At many churches there is an overwhelming sense that one must be present on Sundays and other events to be an active member and grow as a Christian: keeping the Sabbath means going to church.  Now, it’s not a bad thing to be in Bible studies or worship God corporately, don’t get me wrong.  The Bible encourages us to draw together and praise God, “not neglecting to meet together” (Hebrews 10:25) and Sunday morning activities are one way to do so.  Yet, in the church model that focuses on Sunday morning attendance, only once people enter our doors and become involved in our programs do we have the opportunity for influence.  We can rest on attendance numbers for proof that people are growing closer to Christ.  But are they really?  Are programs really the best way to shape people as Christ followers?  Because so much effort has been exerted in developing services and other programs that will attract people, we’ve forgotten something much more important, but more difficult: relationships.

What if we look at church more as the body of Christ – which it is – and not merely as a body that comes together primarily to keep an institution going?  Yes, some members of the body will serve the church as Sunday School teachers, administrators, and trustees.  But what if being a mother, a janitor, a barista, or a teacher were also regularly promoted as ways of attending church?  In this way, we are attending to church when we are attendant to Christ’s mission in our lives.  This may be during a weekly worship service, but it also can take place where ever we are at a given moment.  As we talk to the cashier at the corner grocer, take a pie to our next door neighbor, attend our child’s soccer game, or skip choir practice in order to attend a friend’s concert.

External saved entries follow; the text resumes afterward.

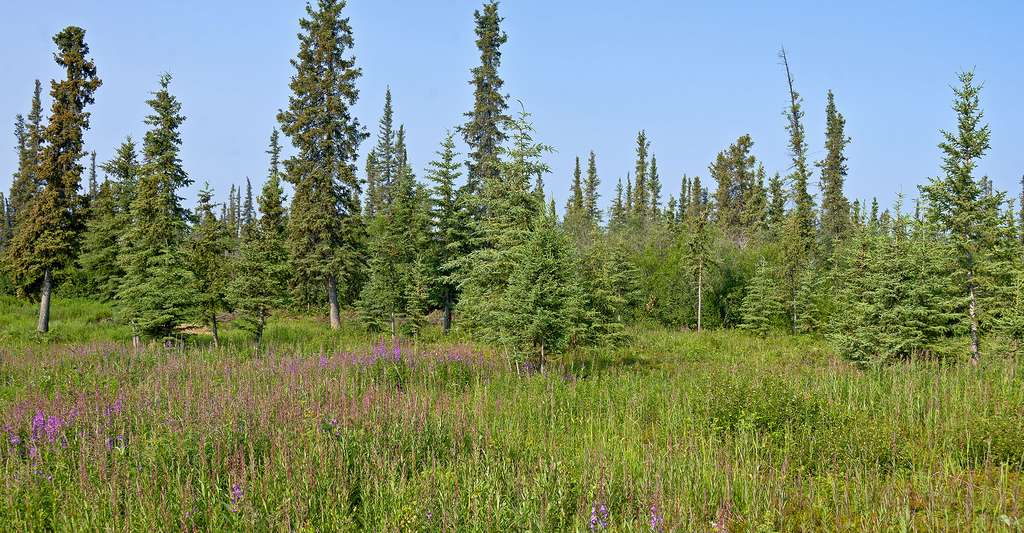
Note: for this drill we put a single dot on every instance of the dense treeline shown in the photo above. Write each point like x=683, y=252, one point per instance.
x=477, y=238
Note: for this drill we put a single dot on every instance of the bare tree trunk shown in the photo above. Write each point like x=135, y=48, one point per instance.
x=446, y=321
x=213, y=322
x=394, y=328
x=699, y=293
x=973, y=314
x=44, y=303
x=261, y=323
x=332, y=296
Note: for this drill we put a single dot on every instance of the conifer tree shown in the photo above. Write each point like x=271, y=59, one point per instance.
x=451, y=231
x=46, y=237
x=654, y=186
x=629, y=207
x=93, y=182
x=698, y=247
x=208, y=243
x=578, y=222
x=101, y=243
x=799, y=233
x=957, y=203
x=325, y=226
x=641, y=191
x=733, y=170
x=835, y=206
x=776, y=204
x=896, y=301
x=385, y=162
x=248, y=213
x=544, y=303
x=262, y=274
x=27, y=182
x=157, y=293
x=484, y=129
x=591, y=195
x=762, y=308
x=511, y=212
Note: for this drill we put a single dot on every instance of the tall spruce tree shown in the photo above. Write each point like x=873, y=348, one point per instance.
x=654, y=188
x=27, y=182
x=248, y=213
x=451, y=231
x=591, y=194
x=763, y=308
x=803, y=212
x=262, y=274
x=641, y=193
x=157, y=293
x=484, y=129
x=835, y=206
x=46, y=237
x=384, y=159
x=799, y=233
x=325, y=227
x=208, y=243
x=957, y=202
x=101, y=245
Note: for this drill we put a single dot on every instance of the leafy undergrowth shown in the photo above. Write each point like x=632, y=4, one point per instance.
x=338, y=431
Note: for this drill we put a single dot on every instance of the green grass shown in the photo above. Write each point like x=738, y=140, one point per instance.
x=713, y=430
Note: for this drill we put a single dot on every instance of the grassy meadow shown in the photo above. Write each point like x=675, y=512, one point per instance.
x=325, y=431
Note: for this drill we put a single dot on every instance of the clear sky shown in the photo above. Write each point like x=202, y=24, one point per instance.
x=693, y=75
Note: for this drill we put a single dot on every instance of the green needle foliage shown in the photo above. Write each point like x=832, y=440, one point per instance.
x=46, y=235
x=261, y=276
x=325, y=227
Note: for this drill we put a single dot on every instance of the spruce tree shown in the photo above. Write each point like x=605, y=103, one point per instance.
x=641, y=190
x=93, y=182
x=733, y=171
x=262, y=274
x=101, y=243
x=46, y=237
x=654, y=186
x=957, y=202
x=451, y=231
x=484, y=129
x=698, y=248
x=157, y=293
x=835, y=206
x=776, y=204
x=544, y=304
x=208, y=243
x=27, y=182
x=511, y=211
x=591, y=195
x=384, y=159
x=325, y=227
x=762, y=308
x=248, y=213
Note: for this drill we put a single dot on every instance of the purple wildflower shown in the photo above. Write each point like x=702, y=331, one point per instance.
x=598, y=517
x=656, y=520
x=237, y=494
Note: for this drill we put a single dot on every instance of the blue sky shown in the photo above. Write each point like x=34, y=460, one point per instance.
x=695, y=76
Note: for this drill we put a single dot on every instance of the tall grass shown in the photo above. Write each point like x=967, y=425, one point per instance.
x=328, y=431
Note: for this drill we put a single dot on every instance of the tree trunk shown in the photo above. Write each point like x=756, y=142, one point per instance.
x=699, y=293
x=260, y=324
x=213, y=326
x=332, y=296
x=973, y=313
x=44, y=303
x=446, y=321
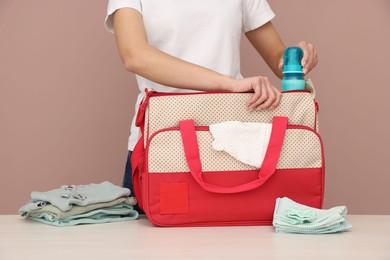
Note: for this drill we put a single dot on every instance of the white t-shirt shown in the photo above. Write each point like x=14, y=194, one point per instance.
x=206, y=33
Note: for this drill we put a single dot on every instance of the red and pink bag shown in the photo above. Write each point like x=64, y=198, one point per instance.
x=180, y=180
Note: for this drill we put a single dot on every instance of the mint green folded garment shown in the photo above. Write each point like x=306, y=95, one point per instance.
x=292, y=217
x=121, y=212
x=77, y=210
x=68, y=195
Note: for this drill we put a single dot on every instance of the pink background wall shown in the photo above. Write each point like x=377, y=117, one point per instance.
x=66, y=101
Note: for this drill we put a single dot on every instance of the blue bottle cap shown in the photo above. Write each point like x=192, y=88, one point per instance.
x=292, y=60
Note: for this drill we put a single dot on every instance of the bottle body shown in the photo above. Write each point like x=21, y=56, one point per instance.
x=293, y=76
x=293, y=81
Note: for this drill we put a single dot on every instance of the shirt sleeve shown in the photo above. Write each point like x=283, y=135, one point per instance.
x=255, y=14
x=114, y=5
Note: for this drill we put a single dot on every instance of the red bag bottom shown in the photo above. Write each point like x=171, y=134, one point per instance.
x=175, y=199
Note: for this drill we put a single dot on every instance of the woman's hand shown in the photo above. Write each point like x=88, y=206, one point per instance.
x=266, y=96
x=309, y=59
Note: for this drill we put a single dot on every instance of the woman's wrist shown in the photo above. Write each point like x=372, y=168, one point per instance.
x=226, y=84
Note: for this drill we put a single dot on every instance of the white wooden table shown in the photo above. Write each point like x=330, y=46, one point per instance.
x=369, y=239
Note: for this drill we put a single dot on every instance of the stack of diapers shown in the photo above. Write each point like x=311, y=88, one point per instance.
x=292, y=217
x=83, y=204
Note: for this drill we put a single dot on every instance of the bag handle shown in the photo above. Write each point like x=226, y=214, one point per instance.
x=191, y=150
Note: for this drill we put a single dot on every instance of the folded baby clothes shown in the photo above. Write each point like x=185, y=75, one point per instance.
x=120, y=212
x=292, y=217
x=66, y=196
x=78, y=210
x=245, y=141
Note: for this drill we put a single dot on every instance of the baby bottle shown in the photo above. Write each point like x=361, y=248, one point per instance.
x=292, y=70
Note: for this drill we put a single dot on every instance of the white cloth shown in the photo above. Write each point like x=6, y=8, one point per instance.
x=245, y=141
x=207, y=33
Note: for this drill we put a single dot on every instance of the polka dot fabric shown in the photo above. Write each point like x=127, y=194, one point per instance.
x=206, y=109
x=302, y=146
x=301, y=149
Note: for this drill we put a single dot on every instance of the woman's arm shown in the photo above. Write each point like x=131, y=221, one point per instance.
x=270, y=46
x=143, y=59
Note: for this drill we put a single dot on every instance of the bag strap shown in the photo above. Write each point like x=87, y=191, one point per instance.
x=191, y=150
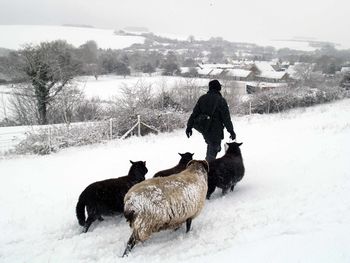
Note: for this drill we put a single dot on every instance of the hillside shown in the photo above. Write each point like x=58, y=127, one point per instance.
x=15, y=36
x=291, y=206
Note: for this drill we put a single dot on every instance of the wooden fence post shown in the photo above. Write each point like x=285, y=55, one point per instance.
x=139, y=125
x=111, y=128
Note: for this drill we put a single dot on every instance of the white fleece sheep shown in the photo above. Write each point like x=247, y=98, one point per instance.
x=166, y=202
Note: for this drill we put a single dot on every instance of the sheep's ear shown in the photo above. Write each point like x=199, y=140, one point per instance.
x=206, y=165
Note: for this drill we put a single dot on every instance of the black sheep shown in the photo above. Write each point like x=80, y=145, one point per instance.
x=226, y=171
x=107, y=197
x=185, y=158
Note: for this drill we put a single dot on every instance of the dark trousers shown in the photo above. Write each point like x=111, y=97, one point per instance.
x=212, y=150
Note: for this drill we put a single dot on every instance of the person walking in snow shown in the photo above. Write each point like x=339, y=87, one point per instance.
x=212, y=106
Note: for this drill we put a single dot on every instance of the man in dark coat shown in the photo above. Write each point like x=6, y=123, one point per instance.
x=220, y=118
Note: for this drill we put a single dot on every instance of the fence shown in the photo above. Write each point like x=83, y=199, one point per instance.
x=65, y=135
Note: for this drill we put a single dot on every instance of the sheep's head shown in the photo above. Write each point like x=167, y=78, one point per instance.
x=138, y=170
x=233, y=148
x=186, y=157
x=203, y=164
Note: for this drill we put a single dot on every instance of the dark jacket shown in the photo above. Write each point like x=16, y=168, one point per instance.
x=220, y=119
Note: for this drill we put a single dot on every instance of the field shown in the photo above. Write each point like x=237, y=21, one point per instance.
x=291, y=206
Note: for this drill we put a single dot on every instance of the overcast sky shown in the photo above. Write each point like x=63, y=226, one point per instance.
x=234, y=20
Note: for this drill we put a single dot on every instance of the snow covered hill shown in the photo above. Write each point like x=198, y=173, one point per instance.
x=15, y=36
x=291, y=206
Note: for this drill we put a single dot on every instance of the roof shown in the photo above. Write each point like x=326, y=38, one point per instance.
x=241, y=73
x=204, y=71
x=219, y=66
x=216, y=72
x=264, y=66
x=345, y=69
x=272, y=74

With this perspective, I don’t feel the need to coerce or convince people to be present at a weekly service.  We can walk together throughout the week learning how God is at work in our lives and how we are in mission in our places throughout the world.  Then, as we become more fully enmeshed in His story, we are drawn to gather with others in more formal worship, allowing God to fill us so that we can return to the world as church throughout the week.  It’s a living, breathing church in mission everywhere, not merely within four walls one hour a week.

How are you attending to church this week?